Class code 6905 classifies employees performing Electric Utility Office, also known as Power Company Clerical. The NCCI classification system groups occupations by similar workplace exposure, loss-experience patterns, and operational characteristics. Code 6905 falls within the office_clerical industry group and is filed in Washington.

NCCI's governing classification rules state that a single-classification employer with at least 51% of payroll in this occupation generally classifies all employees under code 6905, with two standard exceptions: clerical office work (segregated payroll records required, reported under code 8810) and outside sales / collectors (code 8742). If your operation has multiple distinct activities, ask your underwriter about a multi-class split before accepting a single-code rating.

Why code 6905 only appears in Washington

Some class codes are state-specials: classifications a single rating bureau maintains for an occupation that other states fold into broader codes. Code 6905 currently has a filed rate only in Washington ($3.59 per $100 payroll). If you operate in another state, your insurer will classify the same work under a different code, use the class-code finder to locate the equivalent for your state.

How to use this code 6905 rate data

  1. Identify the right state filing. Use the table below to find your state's filed rate. If your carrier is quoting at a higher rate, the difference is either schedule debit, EMR, deductible loading, or a state-fund surcharge, ask which.
  2. Calculate your effective rate. Effective rate = base rate × EMR ± schedule credit/debit ± deductible loading. Two carriers quoting code 6905 at the same base can vary 30%+ on effective rate after these adjustments.
  3. Build a 3-year EMR strategy. A 0.85 EMR cuts base rate by 15%; the difference between 0.85 and 1.25 EMR on the same code is a 47% premium difference. Frequency control (preventing every claim, even small ones) drives EMR more than severity control.

Code 6905 rates in all 1 states

State Code Rate per $100 vs peers Source
Washington monopolistic 6905 $3.59 - view

Bottom quartile (cheap) Mid Top quartile (expensive)

What types of claims drive code 6905 rates?

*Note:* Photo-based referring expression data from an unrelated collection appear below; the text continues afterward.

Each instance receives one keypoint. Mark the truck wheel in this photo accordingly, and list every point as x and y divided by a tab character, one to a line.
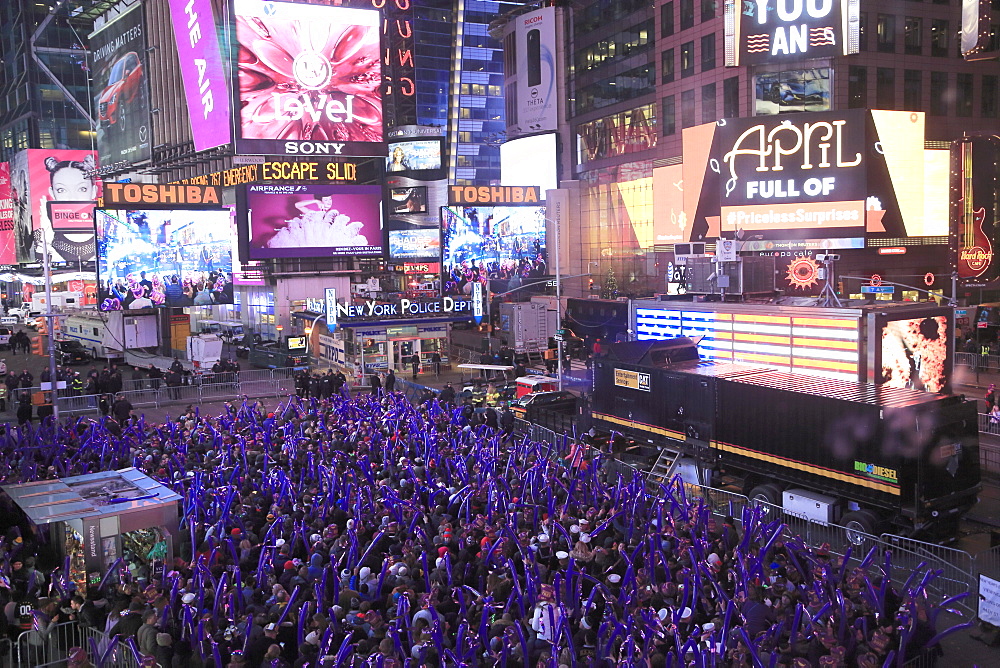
766	494
858	525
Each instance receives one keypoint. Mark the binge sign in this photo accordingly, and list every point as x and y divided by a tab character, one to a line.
764	31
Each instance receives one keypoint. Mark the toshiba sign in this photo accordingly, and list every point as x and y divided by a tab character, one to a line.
767	31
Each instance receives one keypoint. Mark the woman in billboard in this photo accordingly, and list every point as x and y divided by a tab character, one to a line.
69	181
397	161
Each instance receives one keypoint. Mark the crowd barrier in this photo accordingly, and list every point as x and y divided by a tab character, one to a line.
40	649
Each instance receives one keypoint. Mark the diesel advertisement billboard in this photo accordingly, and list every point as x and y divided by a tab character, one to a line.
770	31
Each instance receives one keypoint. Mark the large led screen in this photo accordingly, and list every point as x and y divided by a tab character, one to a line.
422	243
503	242
121	90
405	156
792	90
149	258
314	220
915	353
310	79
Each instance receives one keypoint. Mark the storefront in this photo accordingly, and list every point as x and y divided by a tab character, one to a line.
375	335
97	518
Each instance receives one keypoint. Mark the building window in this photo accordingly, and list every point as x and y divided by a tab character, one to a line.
708	52
939	96
885	88
988	103
857	87
912	35
708	103
667	19
687	14
731	97
886	33
687	109
707	10
667	66
939	37
669	115
963	99
913	90
687	59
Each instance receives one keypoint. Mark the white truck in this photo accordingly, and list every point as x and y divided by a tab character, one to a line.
109	335
203	351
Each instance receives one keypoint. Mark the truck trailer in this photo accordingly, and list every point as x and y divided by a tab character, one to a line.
869	458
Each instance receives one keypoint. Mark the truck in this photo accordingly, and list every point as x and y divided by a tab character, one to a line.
108	335
865	457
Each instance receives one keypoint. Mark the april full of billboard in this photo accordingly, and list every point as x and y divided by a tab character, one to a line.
163	257
313	221
40	176
768	31
310	79
536	71
121	90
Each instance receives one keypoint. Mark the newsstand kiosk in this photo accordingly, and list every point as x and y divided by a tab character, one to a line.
96	518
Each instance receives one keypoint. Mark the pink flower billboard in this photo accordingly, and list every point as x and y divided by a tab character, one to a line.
309	79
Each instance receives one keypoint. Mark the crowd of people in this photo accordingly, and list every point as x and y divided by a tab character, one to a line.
367	530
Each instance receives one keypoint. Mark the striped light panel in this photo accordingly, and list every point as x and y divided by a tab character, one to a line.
824	347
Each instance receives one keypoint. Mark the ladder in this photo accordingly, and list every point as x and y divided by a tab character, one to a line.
663	469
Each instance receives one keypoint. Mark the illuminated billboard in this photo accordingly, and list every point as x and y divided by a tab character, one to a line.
530	161
422	243
313	221
790	30
39	176
163	257
915	353
536	98
504	242
310	79
121	90
8	251
413	154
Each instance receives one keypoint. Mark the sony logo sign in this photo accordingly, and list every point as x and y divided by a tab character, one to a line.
313	147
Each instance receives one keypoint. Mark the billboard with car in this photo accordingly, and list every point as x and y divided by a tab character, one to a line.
121	89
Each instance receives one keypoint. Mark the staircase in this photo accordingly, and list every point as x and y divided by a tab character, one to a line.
663	468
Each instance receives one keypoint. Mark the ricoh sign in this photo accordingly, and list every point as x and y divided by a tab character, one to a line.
767	31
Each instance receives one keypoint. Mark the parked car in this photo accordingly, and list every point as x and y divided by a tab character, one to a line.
72	352
123	89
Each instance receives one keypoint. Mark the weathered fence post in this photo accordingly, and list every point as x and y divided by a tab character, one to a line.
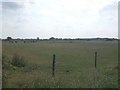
95	59
53	66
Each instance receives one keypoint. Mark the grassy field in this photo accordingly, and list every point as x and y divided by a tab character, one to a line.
74	65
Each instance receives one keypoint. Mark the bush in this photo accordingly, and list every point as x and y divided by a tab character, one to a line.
18	61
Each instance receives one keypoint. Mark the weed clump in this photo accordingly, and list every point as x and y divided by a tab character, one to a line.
18	61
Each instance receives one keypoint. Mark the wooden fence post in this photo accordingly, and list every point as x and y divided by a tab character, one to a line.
95	59
53	66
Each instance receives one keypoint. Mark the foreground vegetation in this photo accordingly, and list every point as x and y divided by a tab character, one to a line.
74	64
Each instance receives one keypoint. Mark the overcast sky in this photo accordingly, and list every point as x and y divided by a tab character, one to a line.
59	18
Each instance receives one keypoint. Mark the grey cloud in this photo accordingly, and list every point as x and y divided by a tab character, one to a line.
11	5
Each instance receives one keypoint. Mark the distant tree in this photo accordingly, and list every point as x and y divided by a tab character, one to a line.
37	38
9	38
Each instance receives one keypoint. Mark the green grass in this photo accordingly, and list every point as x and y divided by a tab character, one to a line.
76	57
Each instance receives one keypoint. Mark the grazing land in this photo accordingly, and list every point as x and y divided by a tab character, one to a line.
74	67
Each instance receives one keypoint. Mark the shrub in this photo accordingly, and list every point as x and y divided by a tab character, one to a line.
18	61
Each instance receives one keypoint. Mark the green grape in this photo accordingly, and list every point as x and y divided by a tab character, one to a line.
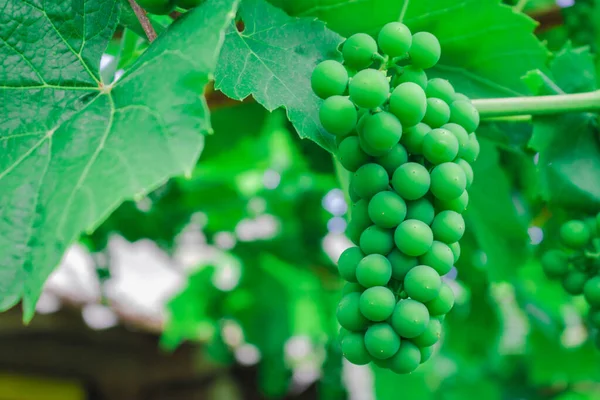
347	263
555	263
464	114
382	131
369	180
350	154
406	360
411	181
591	291
422	283
358	50
329	78
377	303
401	264
471	152
381	341
455	247
369	88
413	237
376	240
410	318
448	181
425	50
410	73
448	226
374	270
443	303
420	209
354	349
350	287
412	138
338	115
408	103
440	146
387	209
158	7
439	257
574	234
468	170
437	113
431	335
349	315
394	39
574	281
393	159
461	136
441	89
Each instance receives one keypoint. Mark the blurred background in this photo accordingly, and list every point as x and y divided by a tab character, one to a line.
222	284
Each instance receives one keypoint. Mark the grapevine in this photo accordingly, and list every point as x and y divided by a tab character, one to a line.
409	143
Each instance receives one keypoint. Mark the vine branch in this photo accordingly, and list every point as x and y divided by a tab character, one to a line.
144	21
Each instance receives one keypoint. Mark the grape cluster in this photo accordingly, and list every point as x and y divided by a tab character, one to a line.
577	264
409	142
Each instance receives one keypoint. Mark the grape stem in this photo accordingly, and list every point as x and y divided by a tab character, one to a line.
538	105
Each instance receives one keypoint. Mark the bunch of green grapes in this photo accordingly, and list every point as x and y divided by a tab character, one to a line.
577	264
409	142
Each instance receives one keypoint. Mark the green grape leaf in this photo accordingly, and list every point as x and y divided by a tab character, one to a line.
272	58
568	145
74	148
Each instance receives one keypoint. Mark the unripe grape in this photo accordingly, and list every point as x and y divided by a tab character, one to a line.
443	303
437	113
348	262
329	78
555	263
574	234
338	115
463	113
358	50
393	159
420	209
441	89
376	240
422	283
410	73
408	103
425	50
591	291
413	237
354	349
381	341
448	227
351	155
411	181
377	303
431	335
448	181
406	360
369	180
413	137
440	146
438	257
382	131
410	318
374	270
394	39
349	315
387	209
369	88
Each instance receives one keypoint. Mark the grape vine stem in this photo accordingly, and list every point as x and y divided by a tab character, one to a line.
538	105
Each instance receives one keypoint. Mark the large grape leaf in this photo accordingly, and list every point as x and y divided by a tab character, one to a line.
73	148
272	58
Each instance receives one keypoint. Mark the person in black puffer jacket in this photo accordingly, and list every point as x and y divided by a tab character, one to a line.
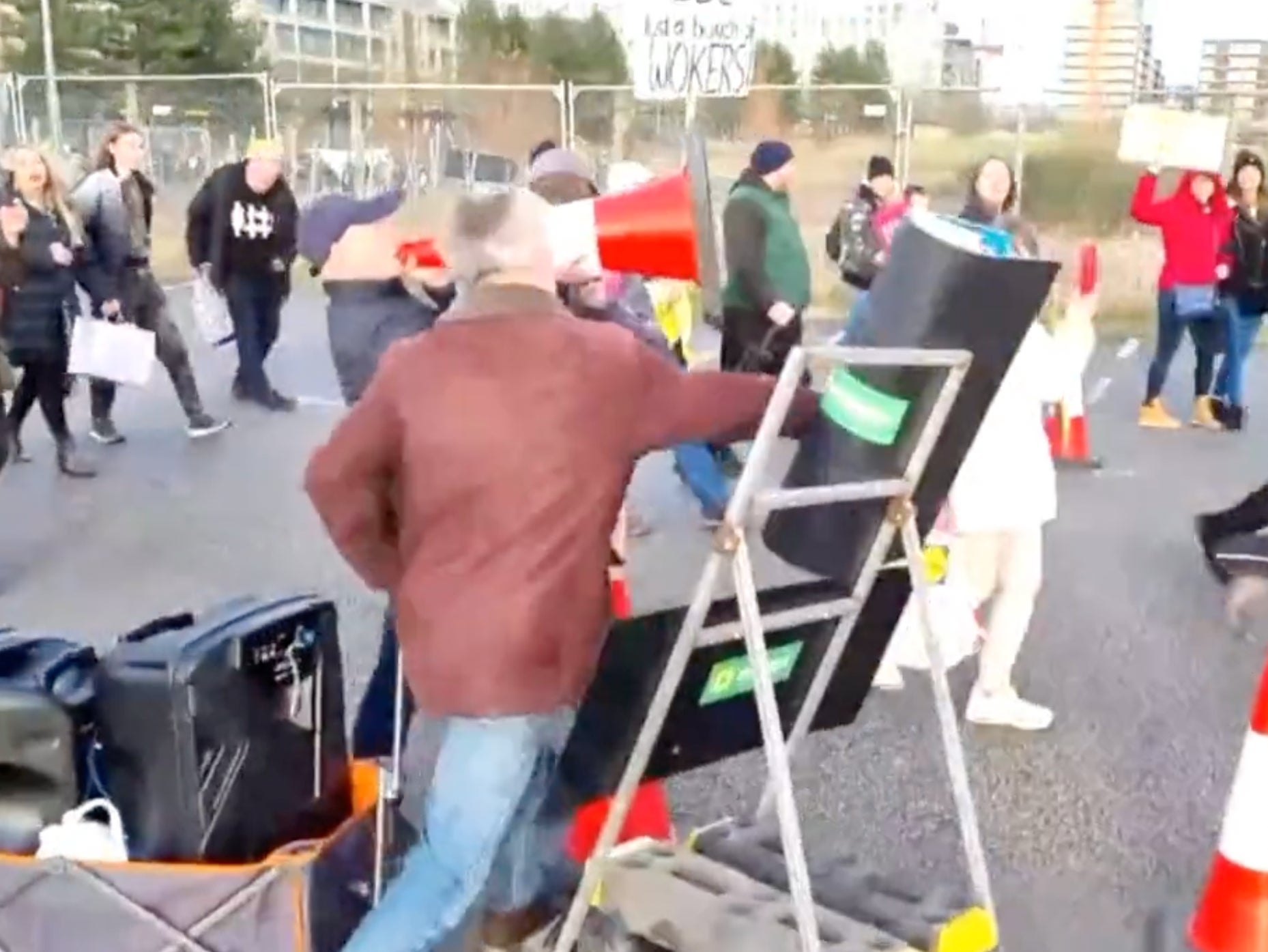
1245	291
37	307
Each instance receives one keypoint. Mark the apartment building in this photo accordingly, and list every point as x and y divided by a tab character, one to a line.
332	41
910	31
1233	78
1108	59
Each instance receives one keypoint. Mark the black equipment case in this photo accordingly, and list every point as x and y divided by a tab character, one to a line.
222	736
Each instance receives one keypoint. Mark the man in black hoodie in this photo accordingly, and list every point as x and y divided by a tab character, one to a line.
241	237
1245	291
852	241
351	245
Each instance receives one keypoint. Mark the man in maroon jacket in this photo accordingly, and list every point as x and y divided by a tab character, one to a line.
477	482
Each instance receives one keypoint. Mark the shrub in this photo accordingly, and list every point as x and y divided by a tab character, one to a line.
1089	189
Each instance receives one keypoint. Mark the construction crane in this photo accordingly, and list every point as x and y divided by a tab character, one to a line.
1101	20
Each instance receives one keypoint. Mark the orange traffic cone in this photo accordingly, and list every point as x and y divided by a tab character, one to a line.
650	809
1233	913
1068	435
648	817
661	230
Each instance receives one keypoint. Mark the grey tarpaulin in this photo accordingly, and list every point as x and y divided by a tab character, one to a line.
306	899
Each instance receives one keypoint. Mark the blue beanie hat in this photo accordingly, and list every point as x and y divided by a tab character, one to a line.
770	156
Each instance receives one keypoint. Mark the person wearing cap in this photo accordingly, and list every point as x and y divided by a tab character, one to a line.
1245	289
351	245
241	237
491	530
116	207
854	241
768	267
561	177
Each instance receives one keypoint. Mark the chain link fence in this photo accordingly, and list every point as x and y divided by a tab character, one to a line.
437	141
192	124
433	141
10	118
832	131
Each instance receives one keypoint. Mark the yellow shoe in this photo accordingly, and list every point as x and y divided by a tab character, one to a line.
1204	414
1154	416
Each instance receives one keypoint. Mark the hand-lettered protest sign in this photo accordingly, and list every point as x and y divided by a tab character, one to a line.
684	48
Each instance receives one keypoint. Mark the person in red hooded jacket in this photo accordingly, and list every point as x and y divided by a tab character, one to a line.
1195	222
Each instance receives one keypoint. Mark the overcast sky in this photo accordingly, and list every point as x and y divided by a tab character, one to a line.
1033	32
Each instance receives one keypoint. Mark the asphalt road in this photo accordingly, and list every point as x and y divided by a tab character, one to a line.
1089	826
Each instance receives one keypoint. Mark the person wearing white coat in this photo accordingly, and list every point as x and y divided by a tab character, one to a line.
1003	496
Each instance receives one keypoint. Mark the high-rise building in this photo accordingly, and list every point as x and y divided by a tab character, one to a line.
910	31
1233	78
1108	59
357	40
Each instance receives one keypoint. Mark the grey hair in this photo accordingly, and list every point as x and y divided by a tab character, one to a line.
501	232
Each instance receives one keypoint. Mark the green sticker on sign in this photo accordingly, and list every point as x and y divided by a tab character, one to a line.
861	409
734	676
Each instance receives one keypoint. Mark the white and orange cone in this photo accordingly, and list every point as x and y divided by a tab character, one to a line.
1233	912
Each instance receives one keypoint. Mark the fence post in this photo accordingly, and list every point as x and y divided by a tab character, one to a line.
566	93
1020	155
20	96
270	119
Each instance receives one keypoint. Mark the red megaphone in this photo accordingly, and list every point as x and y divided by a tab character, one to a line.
661	230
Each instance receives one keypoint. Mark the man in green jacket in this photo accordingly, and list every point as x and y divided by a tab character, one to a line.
768	265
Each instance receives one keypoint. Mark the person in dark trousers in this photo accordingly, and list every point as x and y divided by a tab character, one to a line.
1195	222
768	272
37	308
852	241
13	223
116	205
241	237
351	245
768	265
491	528
1245	292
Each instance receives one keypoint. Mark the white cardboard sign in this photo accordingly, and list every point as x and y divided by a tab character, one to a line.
1173	139
682	48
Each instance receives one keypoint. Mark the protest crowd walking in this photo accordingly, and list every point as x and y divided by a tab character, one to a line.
510	520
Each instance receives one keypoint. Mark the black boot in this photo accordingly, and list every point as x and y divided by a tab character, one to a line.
70	462
1250	515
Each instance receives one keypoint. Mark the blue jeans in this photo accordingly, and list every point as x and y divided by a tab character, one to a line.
859	308
1241	332
1207	335
375	718
255	307
485	833
703	476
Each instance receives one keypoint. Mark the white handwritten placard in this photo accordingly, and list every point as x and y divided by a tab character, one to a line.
684	48
1173	139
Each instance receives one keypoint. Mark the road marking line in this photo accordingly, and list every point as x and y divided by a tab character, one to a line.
1097	392
320	402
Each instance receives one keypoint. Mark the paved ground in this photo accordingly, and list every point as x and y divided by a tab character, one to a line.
1112	811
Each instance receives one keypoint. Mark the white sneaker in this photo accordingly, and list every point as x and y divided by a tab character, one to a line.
1005	709
889	677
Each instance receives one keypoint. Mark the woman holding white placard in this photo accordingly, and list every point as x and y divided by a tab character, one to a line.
35	308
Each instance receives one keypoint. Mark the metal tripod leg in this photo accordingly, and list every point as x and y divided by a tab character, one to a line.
775	748
953	747
693	624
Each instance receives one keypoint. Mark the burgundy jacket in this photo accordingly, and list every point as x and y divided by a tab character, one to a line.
478	480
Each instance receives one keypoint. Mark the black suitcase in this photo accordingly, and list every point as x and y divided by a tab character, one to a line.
46	700
222	736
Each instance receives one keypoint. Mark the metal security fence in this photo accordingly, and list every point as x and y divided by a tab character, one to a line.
10	118
420	137
947	132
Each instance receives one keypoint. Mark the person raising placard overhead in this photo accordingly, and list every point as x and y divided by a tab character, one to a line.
1195	222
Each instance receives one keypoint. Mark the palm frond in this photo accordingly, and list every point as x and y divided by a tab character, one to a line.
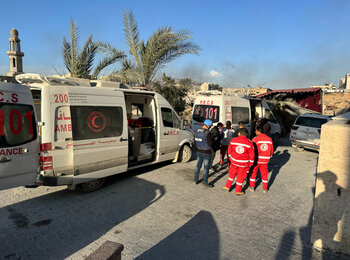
132	36
74	38
66	54
111	56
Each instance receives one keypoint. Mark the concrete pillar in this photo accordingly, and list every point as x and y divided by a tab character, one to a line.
15	54
331	217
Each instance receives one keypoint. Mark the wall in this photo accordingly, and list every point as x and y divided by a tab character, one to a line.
331	219
335	103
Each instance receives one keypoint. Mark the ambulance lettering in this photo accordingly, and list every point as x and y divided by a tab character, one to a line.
175	132
13	151
64	128
206	102
13	98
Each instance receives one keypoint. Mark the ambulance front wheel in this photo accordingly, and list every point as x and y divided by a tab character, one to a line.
186	154
91	185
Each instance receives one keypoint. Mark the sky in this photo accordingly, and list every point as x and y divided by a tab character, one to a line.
278	44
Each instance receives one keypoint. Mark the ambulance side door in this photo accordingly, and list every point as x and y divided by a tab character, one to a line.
60	131
19	145
100	134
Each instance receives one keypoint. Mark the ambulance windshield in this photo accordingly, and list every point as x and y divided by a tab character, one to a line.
17	124
202	112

Workers comp rate filings for code 6905 reflect what's actually happening on the job, not just generic occupation hazard. NCCI publishes loss-cost analyses showing which injury categories account for the bulk of indemnity (lost-wage) and medical claim cost. For Electric Utility Office, the top drivers are typically:

  • Repetitive strain from keyboard and mouse work produces wrist, forearm, and neck claims over time.
  • Slips and falls, wet floors, electrical cords, and stair incidents, account for most office injuries.
  • Ergonomic strain from poor workstation setup drives a steady tail of musculoskeletal claims.
  • Trip and fall while carrying items, often involving stairs, produces moderate-severity claims.

Targeting these drivers in your safety program produces the largest EMR improvement. Frequency control (preventing every claim, including small medical-only incidents) drives the modifier more than severity control. A documented written safety program addressing the top two drivers above is typically the highest-ROI intervention for employers paying for code 6905.

FAQs about NCCI 6905

What occupation is NCCI class code 6905?

Class code 6905 is "Electric Utility Office" (also known as Power Company Clerical), in the office_clerical industry. The code is filed in Washington.

What is the average workers comp rate for code 6905?

In Washington, the filed rate for code 6905 is $3.59 per $100 of payroll, per the state's most recent rate filing.

Why does code 6905 cost more in some states than others?

Workers comp rates reflect each state's loss experience for that occupation, the rating bureau's methodology (NCCI vs. independent), schedule rating credits, and the state's medical-cost inflation. Some states are monopolistic (only the state fund writes coverage) while others are open competitive markets.